One area we need to surrender in our lives today is, “People Pleasing.”

Let me give you another example. I am a people pleaser to a fault. If someone asks me to do something for them I have a hard time saying, “No.” That’s the people pleaser in me. The challenge comes when my schedule is already full, I’ve made all the commitments I can possibly handle, and I take on more because I don’t want to disappoint anyone. Now my family begins to suffer, or my ministry begins to suffer, or I have to back out at the last minute of a commitment I should have never made in the first place.
Let’s look at the parable of the two sons:
Matthew 21:28-32 “What do you think? A man had two sons. And he went to the first and said, ‘Son, go and work in the vineyard today.’ 29 And he answered, ‘I will not,’ but afterward he changed his mind and went. 30 And he went to the other son and said the same. And he answered, ‘I go, sir,’ but did not go. 31 Which of the two did the will of his father?” They said, “The first.” Jesus said to them, “Truly, I say to you, the tax collectors and the prostitutes go into the kingdom of God before you. 32 For John came to you in the way of righteousness, and you did not believe him, but the tax collectors and the prostitutes believed him. And even when you saw it, you did not afterward change your minds and believe him.
In our pursuit of love and joy, attention, affection, and approval, we like the second son, sometimes lie or manipulate people. We want to be loved so much. It is so important that we have the approval of others we become people pleasers. The problem with that is we can’t possibly please everyone all the time. So we rob time from our family and other responsibilities to please others.
One strategy we sometimes employ is manipulation.
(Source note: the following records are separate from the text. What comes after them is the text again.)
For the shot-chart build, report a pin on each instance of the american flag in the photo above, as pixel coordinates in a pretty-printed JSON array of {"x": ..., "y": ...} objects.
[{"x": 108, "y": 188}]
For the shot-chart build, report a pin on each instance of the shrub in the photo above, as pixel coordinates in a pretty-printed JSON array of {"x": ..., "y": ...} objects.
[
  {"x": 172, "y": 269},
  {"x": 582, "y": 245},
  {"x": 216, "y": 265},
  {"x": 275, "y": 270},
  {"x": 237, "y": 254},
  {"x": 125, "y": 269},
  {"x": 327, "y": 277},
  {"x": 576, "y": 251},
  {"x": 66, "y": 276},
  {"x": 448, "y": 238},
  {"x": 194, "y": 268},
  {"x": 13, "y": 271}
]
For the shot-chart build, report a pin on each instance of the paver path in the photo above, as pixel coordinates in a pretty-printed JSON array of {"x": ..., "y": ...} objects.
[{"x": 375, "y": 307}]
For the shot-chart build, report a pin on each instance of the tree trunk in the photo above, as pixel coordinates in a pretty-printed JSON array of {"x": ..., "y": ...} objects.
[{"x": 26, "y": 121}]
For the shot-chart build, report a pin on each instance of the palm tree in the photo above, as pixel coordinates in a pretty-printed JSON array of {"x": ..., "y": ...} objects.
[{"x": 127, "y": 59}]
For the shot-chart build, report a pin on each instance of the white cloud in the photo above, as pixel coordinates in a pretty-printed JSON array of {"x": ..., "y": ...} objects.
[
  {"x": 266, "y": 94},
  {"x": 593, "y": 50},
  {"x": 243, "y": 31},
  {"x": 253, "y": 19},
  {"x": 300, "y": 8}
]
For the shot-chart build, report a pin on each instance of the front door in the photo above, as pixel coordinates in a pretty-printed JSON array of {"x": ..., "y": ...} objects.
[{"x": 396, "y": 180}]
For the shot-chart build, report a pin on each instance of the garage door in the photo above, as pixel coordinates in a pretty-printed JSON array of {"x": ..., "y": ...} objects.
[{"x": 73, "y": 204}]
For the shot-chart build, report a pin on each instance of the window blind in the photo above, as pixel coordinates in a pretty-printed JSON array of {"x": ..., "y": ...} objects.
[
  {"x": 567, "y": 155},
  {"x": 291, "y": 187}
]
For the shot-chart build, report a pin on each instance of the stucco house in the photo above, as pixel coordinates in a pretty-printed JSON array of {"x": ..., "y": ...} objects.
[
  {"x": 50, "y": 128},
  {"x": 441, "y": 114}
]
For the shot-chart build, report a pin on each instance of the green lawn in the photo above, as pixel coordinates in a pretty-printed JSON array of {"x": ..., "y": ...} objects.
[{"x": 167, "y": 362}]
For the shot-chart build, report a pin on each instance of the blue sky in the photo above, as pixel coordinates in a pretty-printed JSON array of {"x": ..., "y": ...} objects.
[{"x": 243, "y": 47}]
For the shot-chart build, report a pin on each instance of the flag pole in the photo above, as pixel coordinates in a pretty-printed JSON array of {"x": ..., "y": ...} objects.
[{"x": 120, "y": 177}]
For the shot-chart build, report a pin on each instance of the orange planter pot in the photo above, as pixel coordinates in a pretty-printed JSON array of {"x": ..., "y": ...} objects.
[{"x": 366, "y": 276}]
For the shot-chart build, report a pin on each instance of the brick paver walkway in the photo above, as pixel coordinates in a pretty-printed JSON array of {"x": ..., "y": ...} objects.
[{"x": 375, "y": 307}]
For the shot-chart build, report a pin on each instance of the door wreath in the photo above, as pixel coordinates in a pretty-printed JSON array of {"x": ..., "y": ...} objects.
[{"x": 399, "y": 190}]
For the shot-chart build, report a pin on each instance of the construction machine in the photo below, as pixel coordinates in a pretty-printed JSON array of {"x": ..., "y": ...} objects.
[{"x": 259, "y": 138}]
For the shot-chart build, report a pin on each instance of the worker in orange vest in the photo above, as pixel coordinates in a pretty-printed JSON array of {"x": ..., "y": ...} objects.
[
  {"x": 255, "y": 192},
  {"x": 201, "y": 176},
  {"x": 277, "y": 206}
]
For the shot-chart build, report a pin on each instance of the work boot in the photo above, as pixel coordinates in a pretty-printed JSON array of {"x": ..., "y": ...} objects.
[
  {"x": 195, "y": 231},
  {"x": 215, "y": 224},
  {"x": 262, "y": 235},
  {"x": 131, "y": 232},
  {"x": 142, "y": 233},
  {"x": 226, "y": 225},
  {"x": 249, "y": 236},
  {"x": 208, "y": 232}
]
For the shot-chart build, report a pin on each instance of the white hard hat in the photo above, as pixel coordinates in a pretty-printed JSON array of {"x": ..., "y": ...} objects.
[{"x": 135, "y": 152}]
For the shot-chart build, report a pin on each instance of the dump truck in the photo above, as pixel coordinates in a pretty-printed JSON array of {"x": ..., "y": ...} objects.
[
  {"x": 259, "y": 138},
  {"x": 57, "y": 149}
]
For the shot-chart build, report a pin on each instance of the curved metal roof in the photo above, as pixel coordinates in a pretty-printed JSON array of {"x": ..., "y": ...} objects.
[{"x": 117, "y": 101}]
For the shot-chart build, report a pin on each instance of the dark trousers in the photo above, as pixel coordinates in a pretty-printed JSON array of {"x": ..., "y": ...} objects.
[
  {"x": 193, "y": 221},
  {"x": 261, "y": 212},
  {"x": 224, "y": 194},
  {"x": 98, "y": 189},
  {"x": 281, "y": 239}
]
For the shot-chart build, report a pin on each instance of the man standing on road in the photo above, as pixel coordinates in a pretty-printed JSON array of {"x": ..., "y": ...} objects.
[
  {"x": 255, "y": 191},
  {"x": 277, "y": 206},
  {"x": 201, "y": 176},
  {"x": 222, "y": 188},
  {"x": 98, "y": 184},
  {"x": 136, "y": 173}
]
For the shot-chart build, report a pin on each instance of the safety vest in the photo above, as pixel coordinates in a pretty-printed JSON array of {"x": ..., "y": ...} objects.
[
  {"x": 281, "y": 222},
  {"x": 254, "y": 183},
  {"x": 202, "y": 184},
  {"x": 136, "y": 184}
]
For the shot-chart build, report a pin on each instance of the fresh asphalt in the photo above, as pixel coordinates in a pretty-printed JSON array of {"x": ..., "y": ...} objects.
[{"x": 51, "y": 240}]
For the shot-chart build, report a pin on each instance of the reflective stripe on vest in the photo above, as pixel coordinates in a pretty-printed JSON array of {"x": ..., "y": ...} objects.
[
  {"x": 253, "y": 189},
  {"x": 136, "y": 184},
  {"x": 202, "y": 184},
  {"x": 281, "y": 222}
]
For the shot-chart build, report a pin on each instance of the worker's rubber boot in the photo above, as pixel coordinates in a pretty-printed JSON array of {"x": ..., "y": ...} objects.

Like the second son in the parable we sometimes manipulate people by making promises we don’t intend to keep. To his face the second son said to his father, “Sure I’ll go and work the vineyard today,” but when he left he didn’t keep his word.
True freedom is found in surrendering to the love and joy of God, through Christ Jesus, and the Holy Spirit. The Bible says in 2 Timothy 1:7, “For God gave us a spirit not of fear but of power and love and self-control.” The Holy Spirit empowers us through the fruit of Love, and Joy to say, “No,” when we need to say, “No.” When we are more concerned with God’s kingdom come, and His will be done, and when we have our needs of love and joy, attention, affection, and approval met in God through Christ Jesus and the Holy Spirit, we no longer seek the approval of men. We are content with the Love of God. We set healthy boundaries and we don’t make promises we can’t keep.

The Lord spoke to the late Pastor, Leonard Ravenhill, when he was in his 20’s saying, “Reputation is what people think you are, character is what God knows you are.” Are we more concerned with our reputation or our character? Are willing to follow God realizing it is His kingdom that is to come, it is His will that is to be done. He will lead. It is up to us to follow. Our job primarily is to surrender.
Are you a people pleaser? Pray with me today, “Father in Heaven, Holy is Your Name! How I pray Your kingdom come and Your will be done in my life. Lord I confess I have fallen prey to people pleasing. In an effort to feel loved or significant I have sought the approval of others to an unhealthy level. With the help of the Holy Spirt I will no longer be held captive by fear of rejection. I will no longer make promises I can’t keep. I will not allow my emotions to rise and fall based on the attention, affection, or approval of others. Thank You for the Spirit of power and love and self-control. May I be content with You love. May I operate in Your power and self-control. In Jesus Name I pray, Amen!